Gibb was the final witness to approach the stand Monday. She told the court about her friendship with the two — which she said began a few years ago — and a stay she had with Vallow and Daybell in mid-September. But the majority of the testimony focused on what happened on Nov. 26, 2019, after Vallow told police J.J. was in Arizona with Gibb, and then a 21-minute phone call with them on Dec. 8, 2019.

Gibb said she was at her boyfriend’s home in Pleasant Grove, Utah, when she received a phone call from Daybell the morning police conducted the welfare check. Daybell told her Rexburg police would soon call her and instructed her not to pick up, Gibb testified. She said she was “shocked."

"I did say, after the shock, I said 'J.J.'s not at Kay's house?' ... He said 'no,'" Gibb told the court. "I asked him if he was nervous and he said 'yes.'"

Gibb added she also received a call from Vallow about an hour or two later.

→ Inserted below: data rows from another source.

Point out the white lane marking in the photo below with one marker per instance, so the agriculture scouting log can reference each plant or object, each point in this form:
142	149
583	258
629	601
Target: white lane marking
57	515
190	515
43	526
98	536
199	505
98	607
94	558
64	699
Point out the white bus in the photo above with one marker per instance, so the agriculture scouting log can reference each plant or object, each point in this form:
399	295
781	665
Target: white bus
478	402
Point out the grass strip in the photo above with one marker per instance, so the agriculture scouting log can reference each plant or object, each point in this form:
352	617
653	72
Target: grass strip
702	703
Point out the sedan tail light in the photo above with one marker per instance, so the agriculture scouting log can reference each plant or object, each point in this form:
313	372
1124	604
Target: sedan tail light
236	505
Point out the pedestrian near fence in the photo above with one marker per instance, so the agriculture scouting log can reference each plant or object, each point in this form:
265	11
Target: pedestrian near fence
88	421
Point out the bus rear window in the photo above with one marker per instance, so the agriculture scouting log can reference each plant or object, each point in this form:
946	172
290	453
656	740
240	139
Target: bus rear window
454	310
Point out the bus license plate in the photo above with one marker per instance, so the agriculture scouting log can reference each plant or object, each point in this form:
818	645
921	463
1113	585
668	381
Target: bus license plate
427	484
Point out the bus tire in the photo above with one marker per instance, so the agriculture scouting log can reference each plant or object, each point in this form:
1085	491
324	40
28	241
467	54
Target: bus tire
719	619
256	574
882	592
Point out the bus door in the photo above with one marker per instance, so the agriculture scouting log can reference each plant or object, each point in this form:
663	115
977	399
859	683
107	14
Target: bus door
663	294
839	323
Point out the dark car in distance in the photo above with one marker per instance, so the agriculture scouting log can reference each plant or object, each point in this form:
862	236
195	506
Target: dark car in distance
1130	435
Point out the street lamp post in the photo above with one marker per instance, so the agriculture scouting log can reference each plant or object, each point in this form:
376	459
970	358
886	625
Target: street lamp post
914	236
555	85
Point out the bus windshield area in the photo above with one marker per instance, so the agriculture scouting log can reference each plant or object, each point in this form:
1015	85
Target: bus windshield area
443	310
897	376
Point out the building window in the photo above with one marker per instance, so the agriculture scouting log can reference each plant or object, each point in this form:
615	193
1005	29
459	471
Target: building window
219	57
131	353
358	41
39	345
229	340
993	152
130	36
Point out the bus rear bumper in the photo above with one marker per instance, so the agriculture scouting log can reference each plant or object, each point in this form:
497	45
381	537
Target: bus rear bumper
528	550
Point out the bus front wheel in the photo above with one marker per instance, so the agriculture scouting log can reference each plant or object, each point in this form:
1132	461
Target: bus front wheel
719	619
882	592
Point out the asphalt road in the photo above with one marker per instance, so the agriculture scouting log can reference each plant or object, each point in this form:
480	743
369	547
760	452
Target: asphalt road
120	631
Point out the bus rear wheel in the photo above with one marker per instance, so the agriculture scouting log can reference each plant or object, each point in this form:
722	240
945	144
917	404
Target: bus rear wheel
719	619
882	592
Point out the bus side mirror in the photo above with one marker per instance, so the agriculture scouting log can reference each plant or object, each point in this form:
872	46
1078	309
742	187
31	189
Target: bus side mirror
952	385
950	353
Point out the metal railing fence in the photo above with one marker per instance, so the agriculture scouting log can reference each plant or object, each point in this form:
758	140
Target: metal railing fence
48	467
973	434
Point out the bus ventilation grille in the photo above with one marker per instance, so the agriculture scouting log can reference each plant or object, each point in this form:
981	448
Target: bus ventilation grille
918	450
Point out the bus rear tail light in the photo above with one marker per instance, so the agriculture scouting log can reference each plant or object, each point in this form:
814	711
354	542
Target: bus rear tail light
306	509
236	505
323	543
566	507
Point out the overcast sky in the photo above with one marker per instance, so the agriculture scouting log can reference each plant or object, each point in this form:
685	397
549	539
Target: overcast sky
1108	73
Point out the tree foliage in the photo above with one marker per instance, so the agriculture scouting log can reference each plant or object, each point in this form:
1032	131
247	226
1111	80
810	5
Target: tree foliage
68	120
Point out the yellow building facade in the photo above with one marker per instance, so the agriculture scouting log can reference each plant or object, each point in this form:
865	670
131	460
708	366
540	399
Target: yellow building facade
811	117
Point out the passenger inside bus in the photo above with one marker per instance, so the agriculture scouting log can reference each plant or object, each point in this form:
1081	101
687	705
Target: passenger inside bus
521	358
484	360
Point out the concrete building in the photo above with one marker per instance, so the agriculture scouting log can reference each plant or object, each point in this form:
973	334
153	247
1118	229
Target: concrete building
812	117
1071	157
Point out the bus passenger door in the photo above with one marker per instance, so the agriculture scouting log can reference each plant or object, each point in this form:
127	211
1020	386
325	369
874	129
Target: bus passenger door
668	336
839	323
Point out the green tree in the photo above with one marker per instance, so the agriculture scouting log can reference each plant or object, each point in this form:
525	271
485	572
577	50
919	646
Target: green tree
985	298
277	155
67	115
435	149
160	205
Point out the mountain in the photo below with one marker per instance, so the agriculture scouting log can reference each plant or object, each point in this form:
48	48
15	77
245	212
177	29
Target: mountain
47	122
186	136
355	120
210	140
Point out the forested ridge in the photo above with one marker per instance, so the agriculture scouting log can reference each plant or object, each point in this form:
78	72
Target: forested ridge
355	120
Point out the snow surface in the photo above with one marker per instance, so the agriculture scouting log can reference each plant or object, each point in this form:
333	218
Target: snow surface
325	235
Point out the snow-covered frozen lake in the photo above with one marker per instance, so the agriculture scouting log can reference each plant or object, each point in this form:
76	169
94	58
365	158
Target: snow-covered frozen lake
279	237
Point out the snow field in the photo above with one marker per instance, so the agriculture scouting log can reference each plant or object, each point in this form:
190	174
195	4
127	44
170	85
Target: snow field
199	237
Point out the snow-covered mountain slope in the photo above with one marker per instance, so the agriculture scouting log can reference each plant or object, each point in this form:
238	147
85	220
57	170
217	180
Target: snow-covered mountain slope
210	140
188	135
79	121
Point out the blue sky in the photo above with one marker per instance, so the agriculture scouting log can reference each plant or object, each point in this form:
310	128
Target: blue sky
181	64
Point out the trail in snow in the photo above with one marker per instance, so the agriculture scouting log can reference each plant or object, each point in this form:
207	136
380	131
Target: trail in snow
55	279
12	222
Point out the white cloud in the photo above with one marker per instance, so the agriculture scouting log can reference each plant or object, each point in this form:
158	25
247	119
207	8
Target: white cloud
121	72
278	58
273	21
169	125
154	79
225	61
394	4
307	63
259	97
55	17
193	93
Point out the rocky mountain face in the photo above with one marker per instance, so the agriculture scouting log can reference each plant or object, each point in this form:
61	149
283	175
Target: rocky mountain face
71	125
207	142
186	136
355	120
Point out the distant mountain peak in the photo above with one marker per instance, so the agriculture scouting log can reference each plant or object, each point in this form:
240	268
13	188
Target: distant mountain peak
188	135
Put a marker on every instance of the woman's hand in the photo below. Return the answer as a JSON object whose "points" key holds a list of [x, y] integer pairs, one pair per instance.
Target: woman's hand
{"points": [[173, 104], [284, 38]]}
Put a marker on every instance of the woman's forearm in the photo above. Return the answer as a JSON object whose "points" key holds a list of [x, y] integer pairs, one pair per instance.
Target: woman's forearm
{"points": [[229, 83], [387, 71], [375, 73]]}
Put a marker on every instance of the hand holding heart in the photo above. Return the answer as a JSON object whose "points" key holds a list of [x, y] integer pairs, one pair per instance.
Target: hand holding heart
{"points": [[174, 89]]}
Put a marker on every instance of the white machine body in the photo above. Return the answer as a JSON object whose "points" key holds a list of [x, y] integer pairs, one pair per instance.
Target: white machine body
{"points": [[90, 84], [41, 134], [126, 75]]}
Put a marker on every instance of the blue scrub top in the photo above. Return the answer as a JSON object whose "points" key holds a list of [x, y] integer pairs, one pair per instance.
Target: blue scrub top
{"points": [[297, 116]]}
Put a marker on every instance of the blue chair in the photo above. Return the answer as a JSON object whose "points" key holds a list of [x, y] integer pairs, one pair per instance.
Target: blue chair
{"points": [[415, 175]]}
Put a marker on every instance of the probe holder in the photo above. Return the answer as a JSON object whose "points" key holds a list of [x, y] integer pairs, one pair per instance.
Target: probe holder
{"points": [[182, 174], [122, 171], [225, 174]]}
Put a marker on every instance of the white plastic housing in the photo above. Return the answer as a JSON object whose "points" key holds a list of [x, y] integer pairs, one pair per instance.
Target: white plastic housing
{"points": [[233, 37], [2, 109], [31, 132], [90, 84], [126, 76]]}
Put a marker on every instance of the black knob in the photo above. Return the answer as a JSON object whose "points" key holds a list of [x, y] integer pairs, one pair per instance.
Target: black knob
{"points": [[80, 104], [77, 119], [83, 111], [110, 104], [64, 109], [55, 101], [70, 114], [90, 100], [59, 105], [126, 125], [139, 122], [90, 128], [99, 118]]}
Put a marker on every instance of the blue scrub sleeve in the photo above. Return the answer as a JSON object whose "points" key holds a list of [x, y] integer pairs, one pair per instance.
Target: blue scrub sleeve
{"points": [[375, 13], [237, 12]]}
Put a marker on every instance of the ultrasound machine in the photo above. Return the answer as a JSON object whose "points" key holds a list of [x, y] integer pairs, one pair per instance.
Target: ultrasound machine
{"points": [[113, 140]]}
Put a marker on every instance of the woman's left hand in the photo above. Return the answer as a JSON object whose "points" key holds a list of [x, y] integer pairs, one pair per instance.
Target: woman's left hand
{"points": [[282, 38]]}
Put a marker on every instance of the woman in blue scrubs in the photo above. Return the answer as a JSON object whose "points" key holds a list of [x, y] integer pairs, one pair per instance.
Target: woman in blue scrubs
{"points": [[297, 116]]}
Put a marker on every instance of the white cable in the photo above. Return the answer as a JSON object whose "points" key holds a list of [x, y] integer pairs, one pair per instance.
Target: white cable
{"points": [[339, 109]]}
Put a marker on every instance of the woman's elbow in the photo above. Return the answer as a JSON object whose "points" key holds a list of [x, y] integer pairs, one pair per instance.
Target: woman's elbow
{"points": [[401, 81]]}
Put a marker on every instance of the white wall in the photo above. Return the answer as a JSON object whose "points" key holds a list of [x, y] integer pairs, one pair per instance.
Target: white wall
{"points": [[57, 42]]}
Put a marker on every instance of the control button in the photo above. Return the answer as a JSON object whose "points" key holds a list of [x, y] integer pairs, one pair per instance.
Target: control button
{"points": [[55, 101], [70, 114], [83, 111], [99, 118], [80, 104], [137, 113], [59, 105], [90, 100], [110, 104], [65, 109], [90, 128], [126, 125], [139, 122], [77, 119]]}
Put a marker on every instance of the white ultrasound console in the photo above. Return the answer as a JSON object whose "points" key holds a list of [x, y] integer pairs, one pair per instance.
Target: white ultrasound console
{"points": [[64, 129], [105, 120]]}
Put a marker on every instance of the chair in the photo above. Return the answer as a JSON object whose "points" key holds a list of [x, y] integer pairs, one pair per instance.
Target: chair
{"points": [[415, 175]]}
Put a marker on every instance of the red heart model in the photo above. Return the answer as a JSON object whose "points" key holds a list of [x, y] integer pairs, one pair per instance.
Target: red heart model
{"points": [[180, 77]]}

"(Vallow) was upbeat, cheery, acting like nothing was wrong. She told me the police had been there asking for J.J. and that she told police that I had J.J. and was at a movie called 'Frozen,'" Gibb said. "She asked me to just pick up my phone and take a random picture of kids running around ... and after me driving home from Utah to Arizona, that she would come and get him that week."

Vallow said Woodcock was "trying to kidnap" J.J. and that she was not telling anyone where J.J. was to protect him, Gibb testified.

Gibb continued, saying she didn’t respond to a call and a text from Rexburg police that day. Recalling that day many months later, Gibb said she didn’t respond because she was "very confused" as to what to do based on what she was told by Vallow and Daybell.

"I had a really bad feeling in my stomach and I felt very shooken up by it," Gibb told the court, adding that she had no idea what to do.

Instead, she responded to a Gilbert, Arizona, police officer later that day. She told the officer J.J. was with her but she had returned him to Vallow. When asked why she lied about having J.J. at any point that day, Gibb said she hoped her response would deflect the attention back on Vallow.

Gibb later confronted Vallow and Daybell in a phone call. She reached out to the Arizona officer again a little more than a week later with audio of the conversation she recorded with them. The recording was played during Monday's hearing.

During the call, Vallow and Daybell insisted they were trying to keep J.J., Gibb and everyone else protected by not speaking with police. They told Gibb that they said J.J. was with her so nobody would know "where he really was." Vallow told Gibb it was because her family was "working against her" at that point and was afraid Woodcock would be awarded custody of J.J.

"I'm just not telling anybody so nobody has to say where he is or get questioned where he is, so I can keep him as safe as possible," Vallow said, in the recording.

The conversation sours from there. At one point, Vallow asks if Gibb is recording the conversation for the police. The audio abruptly ends after about 21 minutes from either Vallow hanging up or the call dropping.

Prior said he had many questions he would like to ask Gibb but the Daybell defense requested the court to postpone their cross-examination until Tuesday morning due to time constraints, which a judge granted. The two sides are expected to resume the preliminary hearing at 9 a.m. Tuesday.